Le flavopiridol est un inhibiteur de CDK qui a démontré une activité in vitro dans les cellules de la LLC, indépendamment de la voie p53. Les effets prometteurs observés chez des patients atteints de LLC cytogénétique à haut risque inclus dans une étude de phase I ont favorisé un essai de phase II impliquant 64 patients fortement prétraités atteints de LLC; le ROR était de 53%, dont un ROR de 57% chez les patients avec une délétion 17p et de 50% chez les patients avec une délétion an11q. Un autre inhibiteur de CDK, la R-roscovitine (CYC202), a également démontré une cytotoxicité in vitro dans les cellules de la LLC, indépendamment du statut ATM ou TP53.

Enfin, la méthylprednisolone à forte dose a démontré son efficacité chez les patients présentant une réponse p53 altérée. Des combinaisons de méthylprednisolone à forte dose avec des anticorps monoclonaux, tels que l’alemtuzumab ou le rituximab, sont actuellement à l’étude.

Bien que ces traitements aient démontré un certain degré d’efficacité dans ce sous-groupe de patients, les réponses ont généralement une courte durée et l’OS médian de ces patients reste médiocre. Ainsi, de nouvelles approches thérapeutiques sont urgentes pour ce sous-ensemble de patients. Pendant ce temps, les patients qui présentent une réfractarité aux nouvelles combinaisons d’immunochimiothérapie ou des aberrations génétiques de mauvais pronostic devraient être envisagés pour des traitements plus intensifs, en particulier la transplantation de cellules souches allogéniques.

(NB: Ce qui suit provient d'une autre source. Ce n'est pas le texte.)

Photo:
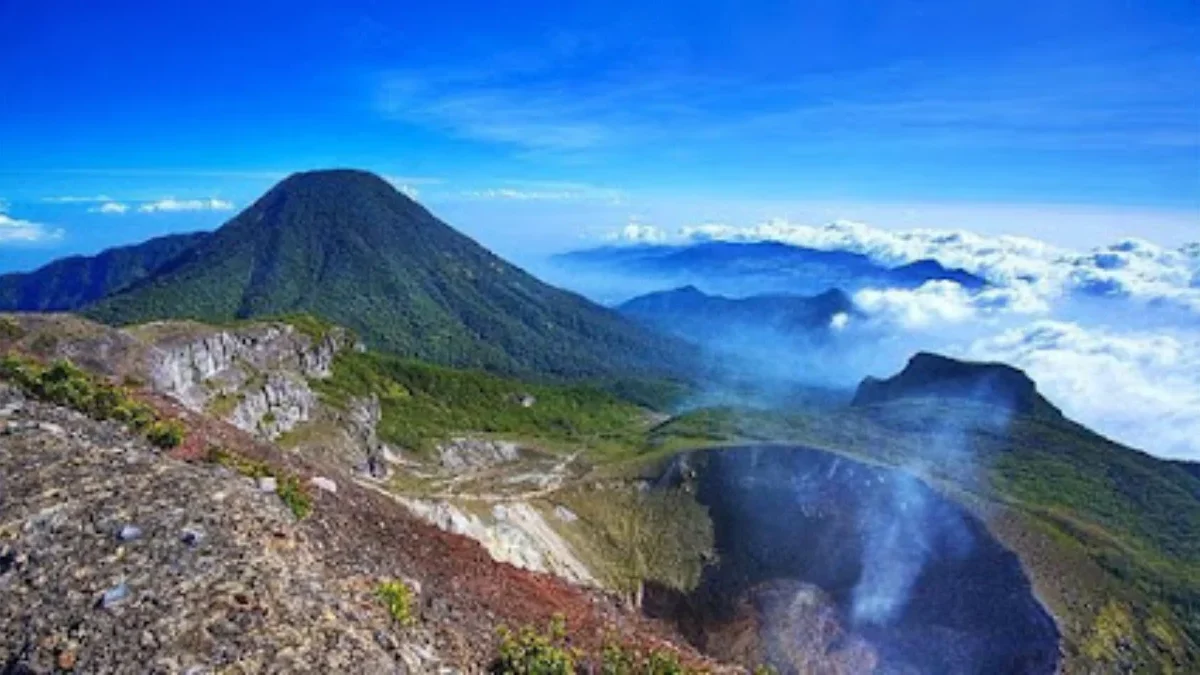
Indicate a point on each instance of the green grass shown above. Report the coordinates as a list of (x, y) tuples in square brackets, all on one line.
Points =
[(629, 536), (65, 384), (550, 651), (424, 404)]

Signaux de survie du Microenvironnement

Outre les facteurs intrinsèques, l’influence du microenvironnement peut également être impliquée dans le maintien de la population leucémique. Bien que les traitements actuels obtiennent un nombre élevé de réponses, les patients continuent de rechuter de leur maladie. Très probablement, le microenvironnement protecteur de certaines régions anatomiques, en particulier les ganglions lymphatiques et la moelle osseuse, soutient le clone malin et est la source de la rechute. À cet égard, plusieurs signaux provenant de cellules non leucémiques (p.ex., cellules dendritiques folliculaires, cellules stromales de la moelle osseuse, cellules endothéliales productrices d’IL-6, cellules infirmières productrices de facteurs dérivés de cellules stromales et cellules T CD40 exprimant le ligand CD4+) ont été trouvées pour fournir des signaux de survie aux cellules de la LLC. Par conséquent, ce microenvironnement favorable pourrait jouer un rôle important dans le sauvetage des cellules de la LLC de l’apoptose, favorisant la résistance aux agents chimiothérapeutiques. De nouveaux traitements dirigés non seulement vers les cellules leucémiques mais aussi pour inhiber les interactions avec les cellules non leucémiques sont des stratégies thérapeutiques prometteuses.